Différends avec l’universel selon Francis Wolff

Dans un récent ouvrage ( décembre 2019 ), intitulé “Plaidoyer pour l’universel” ( Editions Fayard ), Francis Wolff prétend pouvoir “refonder une éthique de l’ égalité et de la réciprocité“, mais en prétendant toujours encore déduire une telle éthique de l'”être de l’homme” que Francis Wolff prétend trouver dans la “raison dialogique” :
Ce qu’il fallait seulement démontrer, c’est que le bien de l’homme et l’égalité de tous les êtres humains se déduisent de l’être de l’homme, animal dialogique
( p. 238 op. ci. ) )

Là encore, comme dans le débat avec Rousseau, avec Kant, avec Rawls, et bien d’autres, qui en effet “tournent autour” de la “même idée”, et que chaque personne humaine PEUT en effet reprendre et retravailler par sa propre pensée, sans être pour cela nécessairement spécialiste de philosophie, tous ces auteurs ont prétendu et, dans le cas actuel de Francis Wolff, prétendent encore pourvoir d’une façon ou d’une autre, “déduire” une obligation éthique, ou une normativité en général, d’une “connaissance” de l’ “être de l’homme” en général, ou d’un “propre de l’homme”, pourtant largement contesté par ailleurs par Francis Wolff dans le même ouvrage.
“Démontrer”, “déduire” … rien que cela !

Malgré une certaine proximité avec ces diverses versions d’ “humanisme universaliste” , la proposition que je fais sous l’expression “Égale Liberté Libre Égalité” , est dès le départ fondamentalement différente, non pas certes dans son premier membre où on reconnaît facilement la notion d’ “Égale Liberté” qui pourrait traduire aussi bien le point de vue rawlsien, que celui de la “raison pratique dialogique” avancée par Francis Wolff, mais bien évidemment dans son deuxième membre “Libre Égalité“, car ce que prétendent toutes ces supposées “déductions” ou “démonstrations” philosophiques, c’est précisément trouver une obligation éthique “universelle” qui comme telle échapperait à la liberté de la décision humaine, mais en serait l’encadrant “naturel”.
C’est précisément à cette “recherche” d’une “normativité universelle” qui “obligerait a priori” que j’ai depuis longtemps librement décidé de renoncer !

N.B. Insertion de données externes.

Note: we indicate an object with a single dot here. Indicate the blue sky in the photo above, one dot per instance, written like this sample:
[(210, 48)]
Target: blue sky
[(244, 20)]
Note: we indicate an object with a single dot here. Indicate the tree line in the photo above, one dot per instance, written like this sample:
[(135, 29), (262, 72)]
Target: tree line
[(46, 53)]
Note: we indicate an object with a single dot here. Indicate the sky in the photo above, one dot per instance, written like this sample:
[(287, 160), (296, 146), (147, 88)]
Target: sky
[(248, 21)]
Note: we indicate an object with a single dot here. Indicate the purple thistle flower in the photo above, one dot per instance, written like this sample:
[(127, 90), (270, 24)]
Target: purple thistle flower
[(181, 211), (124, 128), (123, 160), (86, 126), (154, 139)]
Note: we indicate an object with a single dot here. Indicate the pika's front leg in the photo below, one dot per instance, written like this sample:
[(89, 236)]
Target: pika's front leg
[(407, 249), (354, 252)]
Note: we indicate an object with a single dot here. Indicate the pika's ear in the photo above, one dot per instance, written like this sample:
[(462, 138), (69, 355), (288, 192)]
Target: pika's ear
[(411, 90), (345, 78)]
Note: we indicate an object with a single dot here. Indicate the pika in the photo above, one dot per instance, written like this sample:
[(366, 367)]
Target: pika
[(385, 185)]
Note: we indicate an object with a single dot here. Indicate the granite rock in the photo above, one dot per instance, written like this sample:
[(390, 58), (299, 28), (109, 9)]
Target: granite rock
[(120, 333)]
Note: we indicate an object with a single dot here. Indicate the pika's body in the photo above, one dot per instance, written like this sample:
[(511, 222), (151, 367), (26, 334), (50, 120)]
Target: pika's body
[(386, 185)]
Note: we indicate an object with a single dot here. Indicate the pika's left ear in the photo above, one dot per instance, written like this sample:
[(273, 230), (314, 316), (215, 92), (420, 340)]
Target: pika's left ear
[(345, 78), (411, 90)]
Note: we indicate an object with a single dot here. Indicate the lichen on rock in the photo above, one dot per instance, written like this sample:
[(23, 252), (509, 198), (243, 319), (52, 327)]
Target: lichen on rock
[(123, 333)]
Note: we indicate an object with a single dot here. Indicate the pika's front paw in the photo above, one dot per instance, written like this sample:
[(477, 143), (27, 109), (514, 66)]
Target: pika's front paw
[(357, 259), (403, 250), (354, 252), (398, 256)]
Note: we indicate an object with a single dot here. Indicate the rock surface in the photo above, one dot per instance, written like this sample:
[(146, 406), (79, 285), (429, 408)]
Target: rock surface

Autrement dit même si une idée candidate dans ce rôle de “valeur universelle” pouvait par exemple s’énoncer comme “Égale Liberté” ( ou “principe de réciprocité” selon Francis Wolff etc. ), et pouvait être diversement énoncée dans une certaine proximité des idées, je considèrerai toujours, car j’en ai ainsi librement décidé, qu’un tel principe normatif commun :

– a) Ne peut par définition reposer sur aucune “déduction” à partir d’un “être” quelconque, si ce n’est d’un mode d’être que nous nous sommes nous-mêmes librement donné et que nous continuons librement à vouloir nous donner.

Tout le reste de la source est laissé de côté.